Wednesday, August 10, 2011

"The Thug Finding the Gutenberg Press"


What is the role of digital media in cases of social disorder, be it a riot or a revolution?

The answer on the tips of every social media guru's tongue is that social media - text messaging, group messaging, social networking sites - make organizing protests and mass looting easier and faster. Without this tool, the argument implies, the young men (and it is mostly young men, for what that's worth) would not overthrow the government or burn down the business. Another argument states that it is the way the rulers are behaving (austerity measures, police brutality, and a gap between rich fat cats and the proletariat) that inevitably leads to this kind of behavior.

Both of these arguments seem unsatisfying to me. Riots and revolutions happened without social media and there have been plenty of nations throughout history that had huge disparities between ruling classes and non-ruling classes that didn't erupt into violence for long periods of time. Perhaps both of these things contribute to the likelihood of these events, but perhaps there are other ways in which the new media landscape contributes to this likelihood.

Media content, be it what we see on television, what we read on our favorite site for news, or what we see in our Facebook feed, influences our ideas of what is normal in society or the sub-segment of society to which we believe we belong, which in turn affects our actions. By framing a certain behavior as more or less normal, a message sender can affect behavior of the message receivers. Its possible that various kinds (both positive and negative) of coverage of social unrest frame it as something that angry young men at a certain place in time do, enforcing a kind of norm to engage in civil disobedience, violence, or destruction of property. Instead of relying on the depictions of protesters, freedom fighters, and rioters that the mainstream news give us, we can get a first-hand look at them on social media sites. Even if only 5% of the population goes to these sources instead of MSM for coverage of the unrest, if its the right 5% (i.e. the 5% inclined toward real-world action), it matters. Perhaps this gives readers the impression that these aren't just objects on the screen to be watched, but people who are similar to the readers, who could interact with the readers. Maybe that makes identifying with them easier.
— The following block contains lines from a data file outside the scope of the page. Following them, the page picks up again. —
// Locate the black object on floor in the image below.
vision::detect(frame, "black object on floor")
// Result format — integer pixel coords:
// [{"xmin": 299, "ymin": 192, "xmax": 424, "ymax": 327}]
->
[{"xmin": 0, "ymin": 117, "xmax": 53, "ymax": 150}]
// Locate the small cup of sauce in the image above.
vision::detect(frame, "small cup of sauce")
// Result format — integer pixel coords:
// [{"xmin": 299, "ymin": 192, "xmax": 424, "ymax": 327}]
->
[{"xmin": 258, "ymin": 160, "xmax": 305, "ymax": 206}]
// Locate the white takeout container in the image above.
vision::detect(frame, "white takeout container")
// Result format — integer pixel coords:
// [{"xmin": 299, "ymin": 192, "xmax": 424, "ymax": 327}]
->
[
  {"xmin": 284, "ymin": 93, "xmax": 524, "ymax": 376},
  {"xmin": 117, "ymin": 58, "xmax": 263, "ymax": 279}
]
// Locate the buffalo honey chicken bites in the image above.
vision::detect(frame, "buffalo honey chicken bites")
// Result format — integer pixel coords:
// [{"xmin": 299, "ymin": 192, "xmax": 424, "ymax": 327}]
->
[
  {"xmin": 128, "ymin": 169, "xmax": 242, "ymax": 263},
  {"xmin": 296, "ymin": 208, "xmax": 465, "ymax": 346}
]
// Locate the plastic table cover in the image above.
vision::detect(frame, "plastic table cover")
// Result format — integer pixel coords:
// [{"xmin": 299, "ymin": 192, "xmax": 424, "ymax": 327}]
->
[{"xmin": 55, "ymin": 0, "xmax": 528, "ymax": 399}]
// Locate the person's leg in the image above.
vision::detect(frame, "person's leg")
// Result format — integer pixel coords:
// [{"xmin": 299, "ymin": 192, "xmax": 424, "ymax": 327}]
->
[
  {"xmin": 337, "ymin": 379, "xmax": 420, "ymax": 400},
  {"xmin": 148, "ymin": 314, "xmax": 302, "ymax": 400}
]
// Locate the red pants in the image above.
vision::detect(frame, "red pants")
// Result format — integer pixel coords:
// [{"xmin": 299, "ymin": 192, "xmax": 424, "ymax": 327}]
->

The panoply of opinions and ideologies on the internet makes finding justification (and a group that makes your thoughts about behaving in a certain way more normal) easier to find as well. I think this gets lost in the discussion of how easy social media facilitates the logistics of social unrest. You may start out with anger, but if that anger can't find justification, its unlikely to manifest itself in action. Sure, a mind sufficiently detached from reality can find a justification pretty much anywhere, but even those with a firm grip on reality can find reasons to act in ways that they couldn't when the messages were manufactured by people with too much to lose to advocate civil disobedience, violence, or property destruction.

Perhaps the default sentiment toward authority in complex societies is anger, an instinct that we feel from perceiving that we do not have much control over our fate. But that anger gets channeled into avenues other than civil disobedience, violence, and property destruction when we can't find justification or a group performing these actions to make them seem more normal.